Should you blame your great-grandmother for the pain you feel after being injured in a North Carolina car crash?
Maybe, according to scientists from the University of North Carolina. Their conclusions, presented at the annual meeting of the American Society of Anesthesiologists, are based on studying nearly 1,000 car accident victims. Each person was asked to evaluate his or her pain levels immediately after a traffic accident and again after six weeks had passed.
Senior study author Dr. Samuel McLean, an assistant professor of anesthesiology at UNC, reports that variations in the severity of the pain experienced do not precisely track the amount of physical trauma the victims experienced. The researchers’ conclusion is that there is a genetic component to the depth and persistence of pain.
Dr. McLean told reporters, “The findings are important because currently patients who experience persistent pain, who don’t have things you can see that are obviously damaged, are often viewed with lots of suspicion and they don’t get the treatment they need. This shows a biologic basis for the development of these symptoms.”
The researchers base their results on two complementary studies. One of these looked at how the neurotransmitter dopamine exerts a role in pain events. The second study focused on the hypothalamic-pituitary adrenal axis, a hormone system that controls the body’s response to stress. In each case, the scientists located specific genetic variations that altered the pain experience either immediately after an injury or over time.
These studies may ultimately alter treatment strategies for car crash victims. Currently, the standard response is to concentrate care on the specific injury sites detected by observation or nuclear imaging. But the UNC research, if it is confirmed by follow-up investigations, may challenge that approach. The study suggests that tissue damage and obvious trauma don’t tell the whole story, and perhaps whole-body response to an accident needs greater consideration.

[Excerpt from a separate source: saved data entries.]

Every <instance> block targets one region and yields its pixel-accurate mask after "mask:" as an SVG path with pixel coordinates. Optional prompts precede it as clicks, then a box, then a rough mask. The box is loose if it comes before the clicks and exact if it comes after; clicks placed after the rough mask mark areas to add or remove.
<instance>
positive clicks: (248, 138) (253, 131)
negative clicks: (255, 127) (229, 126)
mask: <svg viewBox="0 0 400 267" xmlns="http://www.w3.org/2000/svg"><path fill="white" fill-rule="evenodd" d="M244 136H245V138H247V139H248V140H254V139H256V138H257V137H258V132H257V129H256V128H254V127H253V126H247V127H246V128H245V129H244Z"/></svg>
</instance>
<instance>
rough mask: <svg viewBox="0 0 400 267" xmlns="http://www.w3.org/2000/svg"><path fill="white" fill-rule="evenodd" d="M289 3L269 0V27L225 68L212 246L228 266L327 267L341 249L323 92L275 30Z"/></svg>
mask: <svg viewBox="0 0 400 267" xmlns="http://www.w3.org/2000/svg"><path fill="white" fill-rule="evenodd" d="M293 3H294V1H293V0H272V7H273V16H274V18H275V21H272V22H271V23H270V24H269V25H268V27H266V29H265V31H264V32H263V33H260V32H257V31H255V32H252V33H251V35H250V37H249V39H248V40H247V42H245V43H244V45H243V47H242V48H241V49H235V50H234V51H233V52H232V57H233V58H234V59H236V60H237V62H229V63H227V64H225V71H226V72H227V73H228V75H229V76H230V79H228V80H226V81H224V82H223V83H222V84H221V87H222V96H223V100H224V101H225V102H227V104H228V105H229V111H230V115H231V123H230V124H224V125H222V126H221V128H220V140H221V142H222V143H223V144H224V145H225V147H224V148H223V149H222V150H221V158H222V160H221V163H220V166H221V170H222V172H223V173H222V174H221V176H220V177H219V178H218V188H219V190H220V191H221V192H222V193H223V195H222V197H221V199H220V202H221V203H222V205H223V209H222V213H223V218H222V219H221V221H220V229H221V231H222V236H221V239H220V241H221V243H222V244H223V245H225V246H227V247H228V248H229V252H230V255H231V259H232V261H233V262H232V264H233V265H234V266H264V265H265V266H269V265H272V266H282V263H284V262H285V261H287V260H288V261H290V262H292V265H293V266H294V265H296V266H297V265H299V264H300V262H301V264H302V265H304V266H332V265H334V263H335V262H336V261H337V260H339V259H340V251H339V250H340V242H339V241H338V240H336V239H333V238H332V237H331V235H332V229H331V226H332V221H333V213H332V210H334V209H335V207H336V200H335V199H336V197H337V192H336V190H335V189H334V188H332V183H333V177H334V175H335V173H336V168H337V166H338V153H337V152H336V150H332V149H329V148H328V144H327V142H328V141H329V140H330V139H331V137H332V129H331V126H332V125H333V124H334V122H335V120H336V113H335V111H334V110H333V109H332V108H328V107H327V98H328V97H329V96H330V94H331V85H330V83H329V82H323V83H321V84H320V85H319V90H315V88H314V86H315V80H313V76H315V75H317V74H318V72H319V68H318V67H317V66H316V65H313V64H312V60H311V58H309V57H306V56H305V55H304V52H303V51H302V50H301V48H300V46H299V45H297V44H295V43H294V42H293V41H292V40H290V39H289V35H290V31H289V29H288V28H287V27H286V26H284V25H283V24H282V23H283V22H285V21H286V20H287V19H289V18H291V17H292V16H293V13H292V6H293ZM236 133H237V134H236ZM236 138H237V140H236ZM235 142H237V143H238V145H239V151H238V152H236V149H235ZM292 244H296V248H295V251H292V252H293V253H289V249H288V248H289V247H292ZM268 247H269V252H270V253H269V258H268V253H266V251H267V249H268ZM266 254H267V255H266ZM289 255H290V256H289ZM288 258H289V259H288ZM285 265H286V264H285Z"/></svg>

The researchers caution that their study results must be considered preliminary. Papers presented at a professional conference are not peer-reviewed, and sometimes results cannot be replicated in later studies.
Although the researchers said nothing about the implications of their findings on North Carolina personal injury lawsuits, the attorneys at Speaks Law Firm have definite opinions on the subject. If these conclusions are confirmed, they could have a profound effect on how damage awards for pain and suffering are calculated. Pain awards would no longer necessarily be proportional to the severity of the trauma. The defendant’s lawyer would be free to argue that damages should be lower than usual for a particular accident victim because her genetic profile indicates less sensitivity to pain.
Scientific advances continue to pose new challenges for attorneys. No matter what hurdles are set before us, our legal team will surmount them to give our clients the maximum compensation available for their cases.